Abstract Body (Do not enter title and authors here): Background: Endocardial fibroelastosis is a unique form of subendocardial fibrosis leading to diastolic dysfunction and heart failure. The root cause of EFE is the fibrogenic transition of endocardial endothelial cells (EECs) to mesenchymal cells known as endothelial-to-mesenchymal transition (EndMT). MicroRNAs (miRNAs) have already been identified as crucial epigenetic regulators of epithelial-to-mesenchymal transition in tumor growth and cancer, but little is known about their role in EndMT-driven cardiac fibrosis.

Hypothesis: miRNAs are uniquely expressed in EFE, and their downstream targets modulate EndMT.

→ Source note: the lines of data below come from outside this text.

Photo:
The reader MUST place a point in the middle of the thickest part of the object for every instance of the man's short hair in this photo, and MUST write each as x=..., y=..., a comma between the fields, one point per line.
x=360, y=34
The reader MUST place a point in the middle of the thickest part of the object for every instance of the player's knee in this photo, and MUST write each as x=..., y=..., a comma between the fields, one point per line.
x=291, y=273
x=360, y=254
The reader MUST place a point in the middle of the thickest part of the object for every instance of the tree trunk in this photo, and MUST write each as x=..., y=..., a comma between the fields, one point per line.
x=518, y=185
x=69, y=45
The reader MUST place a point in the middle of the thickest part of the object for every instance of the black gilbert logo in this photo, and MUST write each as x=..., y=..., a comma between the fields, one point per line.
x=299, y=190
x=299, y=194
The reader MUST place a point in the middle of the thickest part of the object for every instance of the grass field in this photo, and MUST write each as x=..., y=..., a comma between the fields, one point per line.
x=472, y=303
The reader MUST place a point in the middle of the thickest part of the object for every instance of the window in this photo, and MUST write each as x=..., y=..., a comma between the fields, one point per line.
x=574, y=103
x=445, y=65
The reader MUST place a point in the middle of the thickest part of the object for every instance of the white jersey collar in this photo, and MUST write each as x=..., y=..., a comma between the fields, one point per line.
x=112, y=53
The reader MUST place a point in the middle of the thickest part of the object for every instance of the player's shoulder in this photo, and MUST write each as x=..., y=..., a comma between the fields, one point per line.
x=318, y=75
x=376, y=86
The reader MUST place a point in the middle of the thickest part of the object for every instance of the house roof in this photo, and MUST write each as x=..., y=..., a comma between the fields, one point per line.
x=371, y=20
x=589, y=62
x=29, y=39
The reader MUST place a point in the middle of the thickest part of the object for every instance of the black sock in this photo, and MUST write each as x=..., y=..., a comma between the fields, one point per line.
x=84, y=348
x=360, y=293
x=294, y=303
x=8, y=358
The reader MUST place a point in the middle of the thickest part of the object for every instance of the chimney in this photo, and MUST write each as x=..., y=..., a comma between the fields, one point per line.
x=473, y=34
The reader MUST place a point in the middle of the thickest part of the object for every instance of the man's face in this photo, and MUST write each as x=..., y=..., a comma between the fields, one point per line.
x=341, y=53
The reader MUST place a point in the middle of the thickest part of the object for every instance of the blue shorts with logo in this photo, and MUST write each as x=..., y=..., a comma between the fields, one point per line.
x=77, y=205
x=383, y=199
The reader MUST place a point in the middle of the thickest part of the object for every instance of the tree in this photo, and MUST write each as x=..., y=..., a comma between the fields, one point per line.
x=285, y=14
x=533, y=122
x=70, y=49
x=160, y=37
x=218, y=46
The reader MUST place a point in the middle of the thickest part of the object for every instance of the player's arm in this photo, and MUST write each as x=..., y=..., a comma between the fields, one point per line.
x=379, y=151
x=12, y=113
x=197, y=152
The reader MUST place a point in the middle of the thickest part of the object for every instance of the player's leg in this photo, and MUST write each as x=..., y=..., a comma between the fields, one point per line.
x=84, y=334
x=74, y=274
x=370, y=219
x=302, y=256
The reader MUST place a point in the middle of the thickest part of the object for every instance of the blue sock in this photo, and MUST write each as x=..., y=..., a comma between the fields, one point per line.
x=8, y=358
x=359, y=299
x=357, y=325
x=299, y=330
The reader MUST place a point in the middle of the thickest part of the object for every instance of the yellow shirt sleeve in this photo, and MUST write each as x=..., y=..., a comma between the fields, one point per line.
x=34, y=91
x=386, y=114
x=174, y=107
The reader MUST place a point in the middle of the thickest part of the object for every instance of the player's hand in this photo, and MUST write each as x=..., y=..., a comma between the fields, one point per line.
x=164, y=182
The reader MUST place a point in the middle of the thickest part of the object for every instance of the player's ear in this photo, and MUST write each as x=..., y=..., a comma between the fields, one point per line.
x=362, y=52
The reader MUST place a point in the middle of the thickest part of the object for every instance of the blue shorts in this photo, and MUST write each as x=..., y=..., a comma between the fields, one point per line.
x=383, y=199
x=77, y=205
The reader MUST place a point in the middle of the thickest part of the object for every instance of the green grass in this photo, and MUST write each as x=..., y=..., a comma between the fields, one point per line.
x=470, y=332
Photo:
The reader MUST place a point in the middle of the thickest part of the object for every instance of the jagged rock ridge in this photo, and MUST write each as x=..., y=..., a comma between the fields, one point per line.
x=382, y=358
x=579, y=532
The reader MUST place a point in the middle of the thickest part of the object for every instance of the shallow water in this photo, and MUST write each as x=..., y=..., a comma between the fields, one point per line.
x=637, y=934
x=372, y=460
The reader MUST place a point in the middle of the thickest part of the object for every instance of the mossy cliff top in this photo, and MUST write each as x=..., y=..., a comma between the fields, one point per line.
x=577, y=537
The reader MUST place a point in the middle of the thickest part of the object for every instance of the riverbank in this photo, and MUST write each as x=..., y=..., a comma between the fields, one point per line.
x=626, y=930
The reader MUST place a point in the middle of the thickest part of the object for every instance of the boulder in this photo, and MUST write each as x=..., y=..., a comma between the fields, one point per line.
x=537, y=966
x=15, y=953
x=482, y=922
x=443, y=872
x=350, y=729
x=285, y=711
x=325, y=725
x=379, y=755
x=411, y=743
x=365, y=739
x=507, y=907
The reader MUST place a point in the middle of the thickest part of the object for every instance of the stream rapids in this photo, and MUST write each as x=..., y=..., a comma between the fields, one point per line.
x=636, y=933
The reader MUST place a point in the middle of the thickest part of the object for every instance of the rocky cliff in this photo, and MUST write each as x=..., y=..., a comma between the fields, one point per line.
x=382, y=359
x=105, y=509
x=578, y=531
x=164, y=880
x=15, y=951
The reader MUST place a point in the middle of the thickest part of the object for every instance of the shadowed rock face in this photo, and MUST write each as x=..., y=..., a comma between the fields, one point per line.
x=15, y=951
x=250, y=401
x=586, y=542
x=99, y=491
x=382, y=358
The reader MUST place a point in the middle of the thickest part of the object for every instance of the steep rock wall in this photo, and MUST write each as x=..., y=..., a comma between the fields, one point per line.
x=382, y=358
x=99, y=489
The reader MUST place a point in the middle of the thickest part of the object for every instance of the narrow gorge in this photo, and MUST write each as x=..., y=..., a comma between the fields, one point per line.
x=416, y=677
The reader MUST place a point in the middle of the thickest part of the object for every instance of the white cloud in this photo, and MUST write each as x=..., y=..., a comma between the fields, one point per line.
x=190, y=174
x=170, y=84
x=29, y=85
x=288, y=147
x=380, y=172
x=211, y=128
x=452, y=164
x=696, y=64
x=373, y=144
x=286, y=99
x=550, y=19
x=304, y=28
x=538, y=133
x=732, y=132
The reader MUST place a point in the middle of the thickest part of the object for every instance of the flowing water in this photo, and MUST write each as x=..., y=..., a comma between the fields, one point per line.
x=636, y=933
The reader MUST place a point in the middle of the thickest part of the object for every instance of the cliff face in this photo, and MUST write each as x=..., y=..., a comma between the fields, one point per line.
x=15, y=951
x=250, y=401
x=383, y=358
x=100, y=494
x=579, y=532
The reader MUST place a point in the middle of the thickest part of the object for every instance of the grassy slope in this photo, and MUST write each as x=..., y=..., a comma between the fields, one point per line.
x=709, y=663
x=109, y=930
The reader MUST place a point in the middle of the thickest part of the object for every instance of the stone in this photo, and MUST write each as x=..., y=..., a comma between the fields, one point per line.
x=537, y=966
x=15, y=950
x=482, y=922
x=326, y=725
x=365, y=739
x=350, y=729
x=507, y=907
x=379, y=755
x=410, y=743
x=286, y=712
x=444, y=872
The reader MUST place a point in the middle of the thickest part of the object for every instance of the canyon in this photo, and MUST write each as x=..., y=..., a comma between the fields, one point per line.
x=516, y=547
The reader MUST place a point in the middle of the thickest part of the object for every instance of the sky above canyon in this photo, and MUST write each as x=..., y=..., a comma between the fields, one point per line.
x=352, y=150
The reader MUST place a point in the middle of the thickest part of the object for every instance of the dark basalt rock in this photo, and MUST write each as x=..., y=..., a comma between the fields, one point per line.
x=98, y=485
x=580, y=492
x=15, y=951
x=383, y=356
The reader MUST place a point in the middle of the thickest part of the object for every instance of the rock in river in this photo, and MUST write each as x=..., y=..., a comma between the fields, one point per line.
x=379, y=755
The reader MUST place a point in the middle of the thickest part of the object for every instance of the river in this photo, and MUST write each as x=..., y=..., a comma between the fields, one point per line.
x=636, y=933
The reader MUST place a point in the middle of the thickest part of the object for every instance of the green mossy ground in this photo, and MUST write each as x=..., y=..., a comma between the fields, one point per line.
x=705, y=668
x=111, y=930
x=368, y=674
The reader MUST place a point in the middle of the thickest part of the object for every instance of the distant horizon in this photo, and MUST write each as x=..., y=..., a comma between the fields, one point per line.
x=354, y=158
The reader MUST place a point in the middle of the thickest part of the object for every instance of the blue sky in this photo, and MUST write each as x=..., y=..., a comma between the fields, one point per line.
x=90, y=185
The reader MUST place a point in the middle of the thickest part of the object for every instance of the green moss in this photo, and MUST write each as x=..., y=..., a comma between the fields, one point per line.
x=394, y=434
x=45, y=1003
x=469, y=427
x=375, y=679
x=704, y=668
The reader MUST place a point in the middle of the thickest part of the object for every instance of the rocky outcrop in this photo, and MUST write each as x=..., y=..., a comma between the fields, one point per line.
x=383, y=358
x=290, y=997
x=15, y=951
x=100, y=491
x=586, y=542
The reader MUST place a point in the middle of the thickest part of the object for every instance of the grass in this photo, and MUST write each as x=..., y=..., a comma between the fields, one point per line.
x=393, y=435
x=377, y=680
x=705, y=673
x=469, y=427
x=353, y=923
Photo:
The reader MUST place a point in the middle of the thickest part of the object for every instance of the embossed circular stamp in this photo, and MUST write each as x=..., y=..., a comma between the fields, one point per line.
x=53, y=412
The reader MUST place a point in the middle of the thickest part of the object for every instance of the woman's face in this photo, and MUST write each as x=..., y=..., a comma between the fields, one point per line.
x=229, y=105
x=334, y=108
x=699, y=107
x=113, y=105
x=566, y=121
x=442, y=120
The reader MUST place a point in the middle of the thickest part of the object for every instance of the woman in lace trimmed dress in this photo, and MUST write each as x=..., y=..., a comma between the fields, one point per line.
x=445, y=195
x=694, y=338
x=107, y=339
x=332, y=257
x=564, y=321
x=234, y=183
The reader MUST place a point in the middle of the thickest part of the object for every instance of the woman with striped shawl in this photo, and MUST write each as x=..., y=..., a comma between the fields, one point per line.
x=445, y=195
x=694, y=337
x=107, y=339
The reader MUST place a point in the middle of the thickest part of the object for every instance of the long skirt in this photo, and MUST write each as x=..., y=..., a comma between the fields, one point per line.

Methods: Expression levels of miRNAs were identified in snRNAseq data comparing EFE with age-matched healthy controls. Differentially regulated miRNAs were further reevaluated by qRT-PCR. In silico analyses were performed to predict mRNA targets of dysregulated specific miRNAs in EECs using open-access databases. Computational modeling filtered mRNA targets associated with the regulation of EndMT using Python, EnrichR, and Ingenuity Pathway Analysis (IPA), with qRT-PCR confirmation.

Results: Endocardial-derived clusters in snRNAseq data indicated two differentially regulated miRNAs: miR-100 upregulation and miR-503 downregulation. qRT-PCR confirmed the upregulation of miR-100-5p and downregulation of miR-503-5p in EFE tissue compared to healthy controls. In silico analysis predicted the involvement of both dysregulated miRNAs in EndMT by regulating downstream targets associated with the TGF-ß pathway, i.e., SKI and ZBTB7A for miR-100-5p, and SMAD7 for miR-503-5p. All are involved in the negative regulation of the TGF-ß pathway and are also targeting CYP26B1, a key regulator in early heart valve development. According to the in silico analysis, CYP26B1 expression levels were unaffected by the two miRNAs, as we confirmed in EFE compared to healthy tissue and cells by qRT-PCR. Additionally, snRNAseq data showed the downregulation of SKI, ZBTB7A, and the upregulation of SMAD7 in EEC-derived clusters compared to the controls. All experiments were conducted in biological triplicate. Data were analyzed using an unpaired t-test.

Conclusions: For the first time, we identified the dysregulation of two miRNAs, miR-100-5p and miR-503-5p, in EFE and their potential role in regulating EndMT. These findings highlight their possible use as ratio-based biomarkers and novel therapeutic targets in patients with EFE.